Andy launched the farm in 2018 and was developing the business when Covid hit. “The mutual society we were going to sell the oysters through lost premises they had earmarked so I had to develop my own unit and despatch centre,” he recalls. “It became too much. I developed health problems and Jake came in to help me.


“Now I can concentrate on growing the oysters, while Jake purifies, sell and markets them. We’re delighted to gain this mark of excellence. It’s a nod to both the unique flavour of our oysters and the sustainable way in which we farm them.”

Pembrokeshire Native Oysters
Pembrokeshire Native Oysters

Available all year-round Pembrokeshire Rock Oysters are prized for their delicate clean brine, cucumber freshness and subtle citrus notes, while Pembrokeshire Native Oysters, harvested between September and April, are known for their meaty texture, umami depth and vibrant marine overtones.

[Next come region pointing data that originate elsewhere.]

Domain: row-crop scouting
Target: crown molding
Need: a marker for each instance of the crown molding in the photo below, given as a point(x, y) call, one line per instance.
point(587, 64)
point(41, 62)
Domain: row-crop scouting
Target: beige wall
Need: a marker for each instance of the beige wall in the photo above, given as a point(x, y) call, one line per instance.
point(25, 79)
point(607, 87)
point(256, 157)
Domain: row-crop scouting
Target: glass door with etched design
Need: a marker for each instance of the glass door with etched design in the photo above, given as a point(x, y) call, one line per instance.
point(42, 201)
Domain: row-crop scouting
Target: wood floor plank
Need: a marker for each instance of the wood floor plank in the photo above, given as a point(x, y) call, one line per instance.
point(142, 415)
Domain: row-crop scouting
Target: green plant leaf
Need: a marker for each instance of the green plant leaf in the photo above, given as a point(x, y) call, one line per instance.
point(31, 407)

Pembrokeshire Rock Oysters are farmed, grown and harvested in the Daugleddau estuary from seed and part-grown oysters supplied by bio-secure commercial hatcheries and producers. The specific marine environment has nutrient-rich Atlantic waters mixing with freshwater flowing down from the Preseli Mountains through salt marshes and seagrass beds.

This imparts a distinct set of characteristics to the oysters which are the main commercial species found in Europe and are a faster growing oyster compared to native oysters, reaching a minimum marketable size of 75g in two to three years.


Pembrokeshire Native Oysters are also farmed, grown and harvested in the Daugleddau estuary from seed and part-grown oysters supplied by bio-secure commercial hatcheries and producers. They are a slow-growing native oyster which take up to five years to reach a minimum marketable size of 75g.


“PGI is a quality mark that sets us apart and will prove very important,” says Andy. “It helps protect that identity and will hopefully spur more chefs and foodies to delve into what makes Pembrokeshire oysters so special.”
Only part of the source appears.